In 1949 Truitt studied sculpture for one academic year at the Institute of Contemporary Art in Washington, DC, followed by three months at the Dallas Museum of Fine Art. Following this formal training, she experimented with various media and techniques, including clay, cast cement and plaster, and steel welding. In 1961 Truitt began to work in the style for which she later became known: painting multiple delicate layers of color characterized by subtle variations onto wooden constructions fabricated in accordance with scale drawings; the structural elements of these sculptures constitute armatures supporting color. Writing in April 1965, Truitt stated: “What is important to me is not geometrical shape per se, or color per se, but to make a relationship between shape and color which feels to me like my experience. To make what feels to me like reality.” Abstract yet rich with feeling, the works are grounded in memories and sensations accumulated over a lifetime. This referentiality is in stark contrast to the literalness of Minimalism, a movement with which her work is sometimes associated. For Truitt, abstraction provided a syntax for her impressions — of people, places, ideas, and events. She wielded color and form as metaphors for thought, developing a visual grammar that remains unique in the history of art.

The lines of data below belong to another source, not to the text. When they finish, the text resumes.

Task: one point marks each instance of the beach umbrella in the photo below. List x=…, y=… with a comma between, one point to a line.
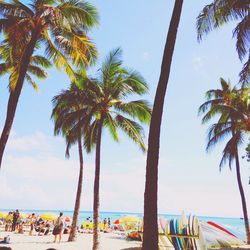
x=23, y=215
x=48, y=216
x=116, y=221
x=129, y=219
x=67, y=219
x=3, y=215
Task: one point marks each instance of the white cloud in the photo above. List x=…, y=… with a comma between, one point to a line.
x=37, y=141
x=197, y=63
x=145, y=56
x=45, y=181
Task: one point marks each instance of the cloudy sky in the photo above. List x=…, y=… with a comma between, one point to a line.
x=35, y=173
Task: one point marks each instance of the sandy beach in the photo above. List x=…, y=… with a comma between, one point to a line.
x=110, y=241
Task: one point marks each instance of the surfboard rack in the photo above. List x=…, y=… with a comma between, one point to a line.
x=184, y=236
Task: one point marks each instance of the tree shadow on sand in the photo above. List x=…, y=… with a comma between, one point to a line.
x=132, y=248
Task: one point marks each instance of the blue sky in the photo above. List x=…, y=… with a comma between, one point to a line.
x=35, y=173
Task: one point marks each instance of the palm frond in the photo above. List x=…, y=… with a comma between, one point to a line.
x=140, y=109
x=33, y=84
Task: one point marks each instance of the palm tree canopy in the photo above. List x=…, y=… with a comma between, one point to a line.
x=220, y=12
x=37, y=66
x=109, y=89
x=232, y=107
x=102, y=100
x=60, y=26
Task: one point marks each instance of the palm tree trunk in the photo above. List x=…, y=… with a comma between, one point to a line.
x=242, y=195
x=150, y=225
x=96, y=206
x=72, y=235
x=14, y=94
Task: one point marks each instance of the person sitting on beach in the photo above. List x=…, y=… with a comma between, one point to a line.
x=58, y=228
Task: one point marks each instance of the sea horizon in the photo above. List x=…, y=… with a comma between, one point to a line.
x=233, y=224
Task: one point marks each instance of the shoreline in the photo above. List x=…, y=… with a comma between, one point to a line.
x=108, y=241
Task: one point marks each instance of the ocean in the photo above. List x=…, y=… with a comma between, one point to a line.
x=234, y=225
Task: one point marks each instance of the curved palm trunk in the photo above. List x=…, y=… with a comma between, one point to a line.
x=14, y=94
x=243, y=199
x=150, y=228
x=96, y=206
x=72, y=235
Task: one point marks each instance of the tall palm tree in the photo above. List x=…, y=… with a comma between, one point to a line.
x=150, y=228
x=109, y=109
x=36, y=67
x=60, y=26
x=69, y=115
x=233, y=108
x=220, y=12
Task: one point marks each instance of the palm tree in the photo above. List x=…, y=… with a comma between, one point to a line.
x=108, y=92
x=220, y=12
x=67, y=114
x=150, y=228
x=36, y=67
x=58, y=25
x=233, y=108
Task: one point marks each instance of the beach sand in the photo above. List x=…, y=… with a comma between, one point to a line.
x=109, y=241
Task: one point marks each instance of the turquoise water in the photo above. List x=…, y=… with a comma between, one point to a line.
x=235, y=225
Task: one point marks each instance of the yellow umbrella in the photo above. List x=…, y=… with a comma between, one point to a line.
x=48, y=216
x=129, y=219
x=23, y=215
x=3, y=215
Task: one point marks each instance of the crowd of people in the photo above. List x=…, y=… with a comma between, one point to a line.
x=14, y=222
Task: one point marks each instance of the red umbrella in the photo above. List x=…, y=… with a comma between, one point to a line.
x=67, y=219
x=116, y=221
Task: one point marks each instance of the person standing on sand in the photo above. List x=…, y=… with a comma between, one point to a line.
x=58, y=228
x=8, y=221
x=32, y=223
x=16, y=215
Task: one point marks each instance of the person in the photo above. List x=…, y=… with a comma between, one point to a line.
x=32, y=222
x=16, y=216
x=58, y=227
x=5, y=240
x=8, y=221
x=20, y=228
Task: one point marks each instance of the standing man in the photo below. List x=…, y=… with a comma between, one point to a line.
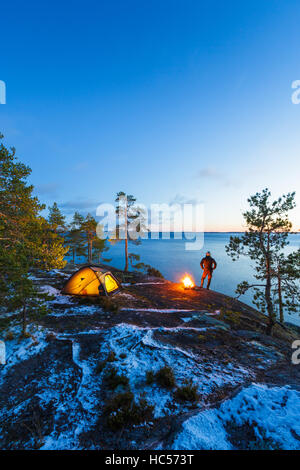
x=208, y=265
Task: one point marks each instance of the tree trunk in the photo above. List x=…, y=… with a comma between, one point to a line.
x=89, y=251
x=281, y=314
x=24, y=326
x=268, y=298
x=126, y=237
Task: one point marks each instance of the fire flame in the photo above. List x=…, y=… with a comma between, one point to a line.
x=188, y=282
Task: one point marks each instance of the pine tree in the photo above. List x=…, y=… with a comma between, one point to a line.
x=88, y=227
x=266, y=235
x=56, y=218
x=131, y=222
x=75, y=238
x=100, y=247
x=286, y=273
x=27, y=240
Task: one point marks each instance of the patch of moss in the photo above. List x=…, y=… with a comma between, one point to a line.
x=100, y=366
x=150, y=377
x=10, y=336
x=108, y=304
x=113, y=379
x=165, y=377
x=111, y=356
x=187, y=392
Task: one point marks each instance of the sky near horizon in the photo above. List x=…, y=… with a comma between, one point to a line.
x=166, y=100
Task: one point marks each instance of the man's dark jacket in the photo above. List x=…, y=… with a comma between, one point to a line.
x=208, y=264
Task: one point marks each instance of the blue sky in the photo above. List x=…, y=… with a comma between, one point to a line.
x=167, y=100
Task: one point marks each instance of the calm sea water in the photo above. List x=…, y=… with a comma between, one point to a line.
x=173, y=260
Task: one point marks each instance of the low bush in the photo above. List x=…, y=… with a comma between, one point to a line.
x=123, y=411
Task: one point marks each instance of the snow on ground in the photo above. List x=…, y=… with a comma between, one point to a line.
x=19, y=349
x=144, y=352
x=83, y=405
x=160, y=310
x=274, y=410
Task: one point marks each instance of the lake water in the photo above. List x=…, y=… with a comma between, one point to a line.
x=173, y=260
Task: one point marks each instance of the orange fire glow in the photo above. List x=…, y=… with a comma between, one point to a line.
x=188, y=282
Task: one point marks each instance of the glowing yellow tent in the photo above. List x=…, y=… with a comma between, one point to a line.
x=91, y=280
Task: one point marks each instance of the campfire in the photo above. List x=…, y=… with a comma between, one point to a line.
x=188, y=282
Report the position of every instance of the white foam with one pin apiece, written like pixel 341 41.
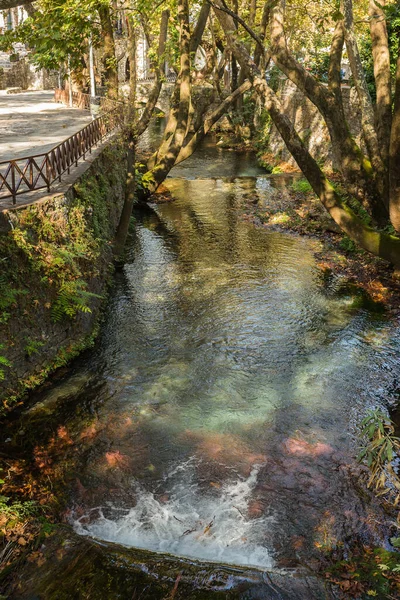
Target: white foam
pixel 210 526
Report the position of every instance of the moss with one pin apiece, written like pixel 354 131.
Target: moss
pixel 55 268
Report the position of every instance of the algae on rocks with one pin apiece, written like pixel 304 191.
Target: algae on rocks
pixel 56 263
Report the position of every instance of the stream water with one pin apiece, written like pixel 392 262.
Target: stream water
pixel 218 411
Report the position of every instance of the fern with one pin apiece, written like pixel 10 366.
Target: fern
pixel 72 298
pixel 4 362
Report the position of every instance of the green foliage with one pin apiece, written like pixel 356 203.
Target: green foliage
pixel 32 346
pixel 3 362
pixel 262 135
pixel 61 247
pixel 368 573
pixel 302 186
pixel 380 449
pixel 72 298
pixel 320 65
pixel 8 297
pixel 17 510
pixel 58 32
pixel 347 245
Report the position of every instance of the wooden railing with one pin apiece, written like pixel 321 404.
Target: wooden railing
pixel 22 175
pixel 40 171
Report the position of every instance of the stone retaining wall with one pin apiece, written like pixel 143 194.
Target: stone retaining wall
pixel 56 255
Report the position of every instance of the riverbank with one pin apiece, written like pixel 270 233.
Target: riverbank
pixel 296 209
pixel 56 258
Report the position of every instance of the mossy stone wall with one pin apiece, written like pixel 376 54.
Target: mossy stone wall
pixel 56 265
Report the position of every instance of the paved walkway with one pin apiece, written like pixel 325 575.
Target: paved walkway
pixel 32 123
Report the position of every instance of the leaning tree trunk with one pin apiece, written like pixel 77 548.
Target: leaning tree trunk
pixel 108 59
pixel 379 244
pixel 394 154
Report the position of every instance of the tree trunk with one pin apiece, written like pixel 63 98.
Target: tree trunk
pixel 109 60
pixel 394 154
pixel 367 111
pixel 123 225
pixel 355 168
pixel 383 245
pixel 159 68
pixel 381 57
pixel 178 130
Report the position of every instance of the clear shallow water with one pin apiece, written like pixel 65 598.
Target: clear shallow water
pixel 220 405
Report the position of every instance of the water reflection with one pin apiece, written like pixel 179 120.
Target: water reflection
pixel 233 379
pixel 215 418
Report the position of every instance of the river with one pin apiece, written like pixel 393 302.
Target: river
pixel 217 416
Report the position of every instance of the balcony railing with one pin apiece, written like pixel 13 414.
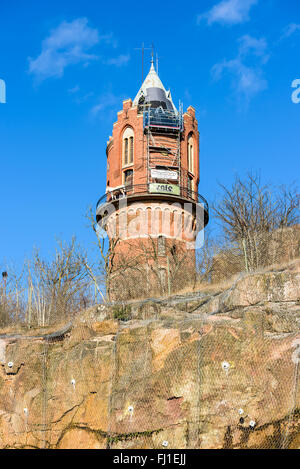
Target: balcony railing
pixel 144 189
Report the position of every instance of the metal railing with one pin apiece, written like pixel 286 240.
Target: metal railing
pixel 144 189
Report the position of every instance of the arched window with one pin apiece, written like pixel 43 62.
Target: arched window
pixel 191 154
pixel 128 146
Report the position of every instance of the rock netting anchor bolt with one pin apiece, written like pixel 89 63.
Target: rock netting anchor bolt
pixel 225 366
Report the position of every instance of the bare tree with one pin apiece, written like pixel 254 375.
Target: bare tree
pixel 59 287
pixel 251 214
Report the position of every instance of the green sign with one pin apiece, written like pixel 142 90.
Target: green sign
pixel 164 189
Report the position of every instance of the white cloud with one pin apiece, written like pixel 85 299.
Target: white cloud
pixel 249 44
pixel 75 89
pixel 106 100
pixel 246 80
pixel 67 44
pixel 228 12
pixel 290 29
pixel 119 61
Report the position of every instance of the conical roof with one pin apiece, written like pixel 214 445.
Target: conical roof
pixel 154 93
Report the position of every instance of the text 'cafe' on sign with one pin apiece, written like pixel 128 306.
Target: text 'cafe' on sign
pixel 164 189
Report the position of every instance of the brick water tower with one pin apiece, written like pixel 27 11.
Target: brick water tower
pixel 152 211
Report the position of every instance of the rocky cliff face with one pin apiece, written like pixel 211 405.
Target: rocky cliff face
pixel 213 370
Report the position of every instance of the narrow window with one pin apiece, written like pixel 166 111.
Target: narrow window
pixel 161 245
pixel 191 154
pixel 131 150
pixel 190 185
pixel 128 177
pixel 126 151
pixel 128 146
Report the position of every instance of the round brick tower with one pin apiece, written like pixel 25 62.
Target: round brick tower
pixel 151 210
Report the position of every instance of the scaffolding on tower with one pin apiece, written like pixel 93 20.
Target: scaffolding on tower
pixel 163 130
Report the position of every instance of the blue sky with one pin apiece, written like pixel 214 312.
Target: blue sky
pixel 67 66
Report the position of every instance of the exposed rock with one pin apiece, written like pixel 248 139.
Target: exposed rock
pixel 221 372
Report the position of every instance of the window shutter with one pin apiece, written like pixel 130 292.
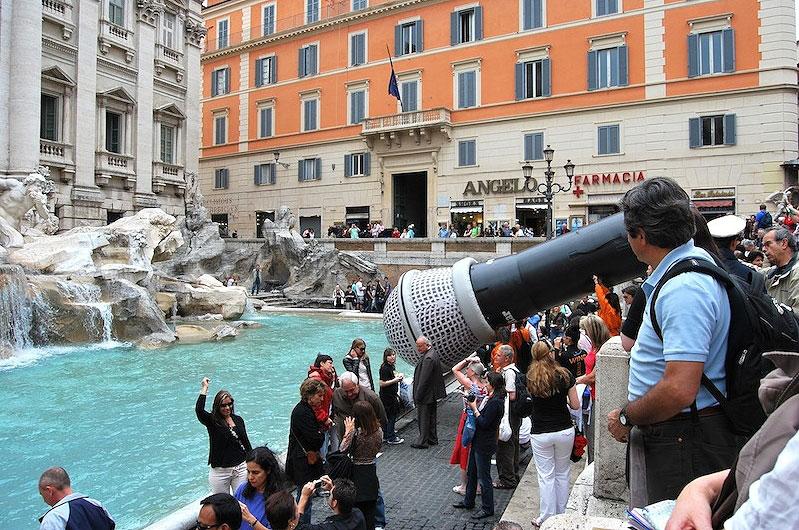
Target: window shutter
pixel 259 72
pixel 592 81
pixel 301 63
pixel 623 81
pixel 729 129
pixel 347 165
pixel 693 55
pixel 695 132
pixel 728 38
pixel 546 77
pixel 519 81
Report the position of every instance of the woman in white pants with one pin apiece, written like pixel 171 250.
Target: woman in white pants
pixel 552 433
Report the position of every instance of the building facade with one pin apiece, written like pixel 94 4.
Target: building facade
pixel 296 109
pixel 104 93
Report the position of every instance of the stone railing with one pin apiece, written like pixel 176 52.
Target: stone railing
pixel 406 120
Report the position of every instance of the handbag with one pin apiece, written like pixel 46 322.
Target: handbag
pixel 469 426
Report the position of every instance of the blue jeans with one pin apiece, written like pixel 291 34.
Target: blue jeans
pixel 479 469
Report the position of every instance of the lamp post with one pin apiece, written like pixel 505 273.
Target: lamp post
pixel 548 188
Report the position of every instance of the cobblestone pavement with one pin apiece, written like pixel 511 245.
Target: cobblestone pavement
pixel 417 483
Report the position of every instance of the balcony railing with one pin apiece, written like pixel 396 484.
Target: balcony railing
pixel 406 120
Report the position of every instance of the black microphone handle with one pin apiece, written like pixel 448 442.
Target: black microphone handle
pixel 514 287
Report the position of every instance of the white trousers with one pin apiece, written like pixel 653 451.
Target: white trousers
pixel 552 452
pixel 225 479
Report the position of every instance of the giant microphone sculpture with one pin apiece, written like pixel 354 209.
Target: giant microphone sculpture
pixel 459 307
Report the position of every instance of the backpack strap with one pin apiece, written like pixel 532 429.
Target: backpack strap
pixel 702 267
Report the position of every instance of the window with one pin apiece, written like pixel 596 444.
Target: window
pixel 533 79
pixel 357 49
pixel 222 34
pixel 113 132
pixel 534 146
pixel 608 139
pixel 264 174
pixel 466 25
pixel 167 144
pixel 532 14
pixel 711 53
pixel 220 129
pixel 467 155
pixel 712 130
pixel 356 165
pixel 309 114
pixel 168 30
pixel 266 71
pixel 409 90
pixel 311 11
pixel 606 7
pixel 221 179
pixel 408 38
pixel 265 125
pixel 467 89
pixel 307 60
pixel 220 81
pixel 310 169
pixel 48 129
pixel 116 12
pixel 357 106
pixel 607 68
pixel 269 19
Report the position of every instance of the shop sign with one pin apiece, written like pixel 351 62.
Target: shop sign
pixel 499 186
pixel 713 193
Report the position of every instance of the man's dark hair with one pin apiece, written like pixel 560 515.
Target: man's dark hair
pixel 226 509
pixel 344 493
pixel 280 509
pixel 662 210
pixel 783 233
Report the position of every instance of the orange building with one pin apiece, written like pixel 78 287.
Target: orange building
pixel 296 109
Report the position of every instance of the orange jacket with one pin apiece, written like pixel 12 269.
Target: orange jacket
pixel 608 315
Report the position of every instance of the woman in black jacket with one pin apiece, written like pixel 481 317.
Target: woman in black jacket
pixel 303 460
pixel 227 438
pixel 484 444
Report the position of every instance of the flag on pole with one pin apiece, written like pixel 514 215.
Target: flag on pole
pixel 393 87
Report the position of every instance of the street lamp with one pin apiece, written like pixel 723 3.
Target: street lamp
pixel 548 188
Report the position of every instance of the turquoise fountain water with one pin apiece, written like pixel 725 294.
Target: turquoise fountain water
pixel 121 421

Truitt was a major figure in American art for more than forty years. She had her first solo exhibition in 1963 at André Emmerich Gallery, where her work would be principally represented for the next three decades. She was subsequently included in several landmark group exhibitions, such as “Black, White and Grey” at the Wadsworth Atheneum (1964) and “Primary Structures” at the Jewish Museum (1966); and has been the subject of solo museum exhibitions at venues including the Whitney Museum of American Art (1973), the Corcoran Gallery of Art (1975), and at the Baltimore Museum of Art (1992). The Hirshhorn Museum and Sculpture Garden mounted the first posthumous retrospective of her work in 2009. Today her estate is represented exclusively by Matthew Marks Gallery, and her work is in the collections of many leading museums in the United States, among them the National Gallery of Art, Washington, DC, the Art Institute of Chicago, the Los Angeles County Museum of Art, the San Francisco Museum of Modern Art, and the Metropolitan Museum of Art, the Museum of Modern Art, and the Whitney Museum of American Art, New York. Her work is also represented in international collections, notably the Panza Collection in Italy. In 2017, the Dia Art Foundation announced a major acquisition of Truitt sculpture and painting. These and other works by the artist are now on view at Dia Beacon, New York, as part of a long-term installation. A major survey exhibition at the Museo Reina Sofía in Madrid is scheduled for 2024.
In addition to her work as an artist, Truitt wrote four books that distilled years of journal entries into a vivid account of her life as an artist: Daybook (Pantheon, 1982), Turn (Viking, 1986), Prospect (Scribner, 1996), and Yield (Yale University Press, 2022). In 1984 she was acting director of Yaddo, the artists’ retreat in Saratoga Springs, New York. Her contributions to both scholarship and art have been recognized with many honors, including a Guggenheim Fellowship and five honorary doctorates. She was awarded the Cather Medal in 2003.
Anne Truitt died in Washington, DC, in December 2004.